Pray It Again . . . and Again
Cultivating a spiritual life requires a practice of repetition
Scott Bakal / www.scottbakal.com
Spiritual training involves scrubbing out deeply ingrained habits, which takes time and reiteration. It is like trying to flatten a scroll that has been coiled for thousands of years. One pass of our hands across the surface won’t do it. We have to press it out again and again.

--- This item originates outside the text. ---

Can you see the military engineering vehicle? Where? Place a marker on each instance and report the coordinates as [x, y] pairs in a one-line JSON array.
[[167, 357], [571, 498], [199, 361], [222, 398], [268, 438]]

Accomplishment in any discipline involves repetition. If we want to build muscles, we don’t lift ten thousand pounds at one time; we lift a few pounds thousands of times. Just as repetition is the source of necessary hardship for a piano student aspiring to be a concert pianist, it remains so for spiritual students aspiring to wake up. We hear the same teachings continuously, we practice the same mantras ceaselessly, we return to the meditation cushion, and then to our breath, incessantly. In the Tibetan tradition, one does one hundred thousand prostrations, one hundred thousand mantra recitations, one hundred thousand mandala offerings, one million guru yoga recitations—and that’s just for starters. These may seem like outrageous numbers, but they are nothing compared to the numbers we have already accumulated in our practice of materialism.
I have had selfish thoughts millions of times, bragged about myself, criticized others, gossiped, cheated, lied, and practiced self-centered actions millions upon millions of times. I have been mindless billions of time. I have forgotten the truth countless times. The numbers are astronomical, and so is the sphere of their influence.
Now when my teacher tells me I have to recite one million mantras that cultivate compassion, I know why. He is not torturing me, even though it sometimes feels that way. He is simply using the universal laws of reality, the same ones that I have unconsciously used to get me so stuck, to now consciously get me unstuck.
On the spiritual path we replace unconscious habits of confusion with conscious habits of wisdom. Instead of my unconscious practice of sloth, impatience, greed, anger, or any of the selfish habits that come so easily to me, I consciously practice discipline, patience, kindness, love, and many of the selfless habits that are still foreign to me. I am working to become familiar with good habits.